Gid reddens and looks at his feet.
"Oh, come on," Molly says. "Let's go."
They take the path that goes through the woods, site of Gideon's high-stakes crime night. He checks her for signs that the kiss has left her ruffled—he doesn't know whether to jump up in the air or puke—but she's totally smooth. She reminds Gideon of...a sailboat. That's stupid. Yes, it is, Gideon, you're right. Sailboat is stupid. At any rate, she seems utterly fine with the silence between them, but Gid, desperate to fill it, and vaguely hoping her answer will illuminate how she feels about him, asks, "So, what was it about the play that made you think we're going to get an A? I mean, you said yourself it's a dumb play."
"I know, because my parents are teachers. Anytime kids do something like this, without laughing, they're impressed. I mean, we're making out with plastic snouts on. How easy is that? Ms. San Video's goin
g to think that we see some sort of symbolism in the whole thing. She's going to brag to all her friends at dinner parties how insightful we are. It's genius." Here, she stops and puts a mittened hand to her head. "I salute Liam Wu, in absentia, for picking this play."
"I don't know," Gid says. "I think that the kiss..." Molly puts her hands on his shoulders. He's pleased that she's touching him but knows it doesn't necessarily mean anything.
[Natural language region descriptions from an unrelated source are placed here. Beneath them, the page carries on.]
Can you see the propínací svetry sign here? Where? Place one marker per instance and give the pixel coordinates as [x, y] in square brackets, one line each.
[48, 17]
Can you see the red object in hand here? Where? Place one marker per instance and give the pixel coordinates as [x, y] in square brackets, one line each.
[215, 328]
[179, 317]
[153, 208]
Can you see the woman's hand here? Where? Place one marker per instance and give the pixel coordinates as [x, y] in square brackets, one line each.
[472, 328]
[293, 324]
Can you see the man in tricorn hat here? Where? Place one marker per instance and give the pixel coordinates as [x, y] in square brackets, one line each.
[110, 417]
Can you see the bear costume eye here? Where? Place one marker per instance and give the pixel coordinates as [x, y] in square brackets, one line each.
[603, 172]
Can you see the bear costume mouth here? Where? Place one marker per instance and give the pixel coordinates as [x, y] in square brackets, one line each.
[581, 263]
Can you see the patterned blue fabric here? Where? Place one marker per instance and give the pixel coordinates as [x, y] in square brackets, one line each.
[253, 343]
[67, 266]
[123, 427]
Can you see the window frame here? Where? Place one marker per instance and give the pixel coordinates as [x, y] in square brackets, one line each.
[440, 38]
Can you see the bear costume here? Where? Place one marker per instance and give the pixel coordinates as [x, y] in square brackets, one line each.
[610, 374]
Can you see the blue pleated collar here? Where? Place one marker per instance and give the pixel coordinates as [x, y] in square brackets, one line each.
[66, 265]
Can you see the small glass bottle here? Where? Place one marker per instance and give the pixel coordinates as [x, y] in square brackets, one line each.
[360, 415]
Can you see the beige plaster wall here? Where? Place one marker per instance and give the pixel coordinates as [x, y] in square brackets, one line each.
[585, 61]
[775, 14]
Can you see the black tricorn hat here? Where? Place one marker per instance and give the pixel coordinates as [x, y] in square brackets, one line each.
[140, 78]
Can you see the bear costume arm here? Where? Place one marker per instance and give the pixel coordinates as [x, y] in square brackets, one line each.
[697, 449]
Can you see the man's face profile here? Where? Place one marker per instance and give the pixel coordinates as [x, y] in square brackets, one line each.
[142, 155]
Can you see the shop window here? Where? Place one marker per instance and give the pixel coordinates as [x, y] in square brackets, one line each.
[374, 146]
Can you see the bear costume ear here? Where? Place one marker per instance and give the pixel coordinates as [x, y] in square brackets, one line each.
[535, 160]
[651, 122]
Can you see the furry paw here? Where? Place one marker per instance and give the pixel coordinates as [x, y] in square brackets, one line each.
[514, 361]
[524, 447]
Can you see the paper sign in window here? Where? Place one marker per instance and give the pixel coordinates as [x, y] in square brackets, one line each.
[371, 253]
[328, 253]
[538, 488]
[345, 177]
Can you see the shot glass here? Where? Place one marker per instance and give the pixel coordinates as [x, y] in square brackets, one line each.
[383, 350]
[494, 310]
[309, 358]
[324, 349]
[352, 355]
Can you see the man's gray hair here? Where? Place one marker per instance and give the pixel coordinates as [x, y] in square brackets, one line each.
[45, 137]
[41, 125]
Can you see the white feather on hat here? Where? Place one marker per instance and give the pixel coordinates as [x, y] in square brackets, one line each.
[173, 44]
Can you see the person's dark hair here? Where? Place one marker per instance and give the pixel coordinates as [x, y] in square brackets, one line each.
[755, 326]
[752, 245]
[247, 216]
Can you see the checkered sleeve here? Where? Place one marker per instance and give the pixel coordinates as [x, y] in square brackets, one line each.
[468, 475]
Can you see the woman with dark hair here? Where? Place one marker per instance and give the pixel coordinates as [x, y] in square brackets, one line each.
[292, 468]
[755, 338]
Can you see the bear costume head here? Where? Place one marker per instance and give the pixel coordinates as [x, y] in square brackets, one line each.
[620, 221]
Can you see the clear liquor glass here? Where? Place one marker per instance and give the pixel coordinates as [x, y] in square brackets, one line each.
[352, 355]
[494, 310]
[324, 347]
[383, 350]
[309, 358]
"Seriously," she says, "my sister's in college, and she just gave a presentation in her art history class comparing vaginas to hurricanes. Total bullshit. She got an A. The teacher told her she was, and I quote, 'one of the most brilliant students I ever had.'"
He was hoping that bringing up the kiss would lead to more talking about the kiss. Not this. Hurricanes and vaginas. These are two things he does not want to associate. Their walk back up Route 215, after this, is silent. And it's a girl silence, meaning she decides she wants it to be quiet. A boy silence is what happens all the time. Girl silences mean something. In this case, Gid hopes it means she's processing. Recovering.
Maybe she is. Maybe Gid's kiss just wrecked her.
Back at Molly's dorm, they settle themselves on a little cement step under the door to the basement. "Here we are again," she says. Molly wraps her arms around herself. Reflexively, Gid takes off his coat and tucks it around her shoulders. So now he's cold. He reminds himself sacrifice is part of the bet. "If you don't mind me asking," he says, going down another road altogether, "how did you end up coming to school here? i mean, if your parents are teachers?" Okay, Gid, this is a good question. Direct, curious. Girls like this. Have you noticed that Gid really does just as well on his own as he does following the "expert" advice of his roommates?
"Thanks for the coat. That was nice and, once again, very Buffalo. I assume you were asking how I can go here because my parents don't make a lot of money, right?"
Gid wags his head from side to side, wishing to get around this, but Molly waves him off.
"When I was around four, my dad took me to a movie. We got popcorn, and lo and behold, we get to the bottom and a half-eaten bagel is lying there. Like with teeth marks. So we sued. And here I am with you fancy people!"